Structural and functional characterization of the chaperone Hsp70 from sugarcane. Insights into conformational changes during cycling from cross-linking/mass spectrometry assays.

Author information

1
Institute of Chemistry, University of Campinas-UNICAMP, P.O. Box 6154, 13083-970 Campinas, SP, Brazil; Instituto Nacional de Ciência e Tecnologia em Biologia Estrutural e Bioimagem, Brazil.
2
Institute of Chemistry, University of Campinas-UNICAMP, P.O. Box 6154, 13083-970 Campinas, SP, Brazil.
3
Faculdade de Ciências Agrárias e Veterinárias, UNESP Universidade Estadual Paulista, Campus de Jaboticabal, Jaboticabal, SP 14884-900, Brazil.
4
Institute of Chemistry, University of Campinas-UNICAMP, P.O. Box 6154, 13083-970 Campinas, SP, Brazil; Instituto Nacional de Ciência e Tecnologia em Biologia Estrutural e Bioimagem, Brazil. Electronic address: cramos@iqm.unicamp.br.

Abstract

Hsp70 cycles from an ATP-bound state, in which the affinity for unfolded polypeptides is low, to an ADP-bound state, in which the affinity for unfolded polypeptides is high, to assist with cell proteostasis. Such cycling also depends on co-chaperones because these proteins control both the Hsp70 ATPase activity and the delivery of unfolded polypeptide chains. Although it is very important, structural information on the entire protein is still scarce. This work describes the first cloning of a cDNA predicted to code for a cytosolic Saccharum spp. (sugarcane) Hsp70, named SsHsp70 here, the purification of the recombinant protein and the characterization of its structural conformation in solution by chemical cross-linking coupled to mass spectrometry. The in vivo expression of SsHsp70 in sugarcane extracts was confirmed by Western blot. Recombinant SsHsp70 was monomeric, both ADP and ATP binding increased its stability and it was efficient in cooperating with co-chaperones: ATPase activity was stimulated by Hsp40s, and it aided the refolding of an unfolded polypeptide delivered by a member of the small Hsp family. The structural conformation results favor a model in which nucleotide-free SsHsp70 is highly dynamic and may fluctuate among different conformations that may resemble those in which nucleotide is bound.

BIOLOGICAL SIGNIFICANCE:

Validation of a sugarcane EST as a true mRNA that encodes a cytosolic Hsp70 (SsHsp70) as confirmed by in vivo expression and characterization of the structure and function of the recombinant protein.
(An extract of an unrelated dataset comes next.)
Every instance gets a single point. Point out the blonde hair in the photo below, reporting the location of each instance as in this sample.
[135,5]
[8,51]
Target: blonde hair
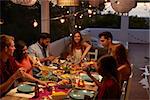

SsHsp70 was monomeric, both ADP and ATP binding increased its stability and was efficient in interacting and cooperating with co-chaperones to enhance ATPase activity and refold unfolded proteins. The conformation of nucleotide-free SsHsp70 in solution was much more dynamic than suggested by crystal structures of other Hsp70s. This article is part of a Special Issue entitled: Environmental and structural proteomics.

KEYWORDS:

Heat shock protein; Hsp70; Molecular chaperone; Protein dynamics; Protein folding; Sugarcane

PMID:
24530624
DOI:
10.1016/j.jprot.2014.02.004
[Indexed for MEDLINE]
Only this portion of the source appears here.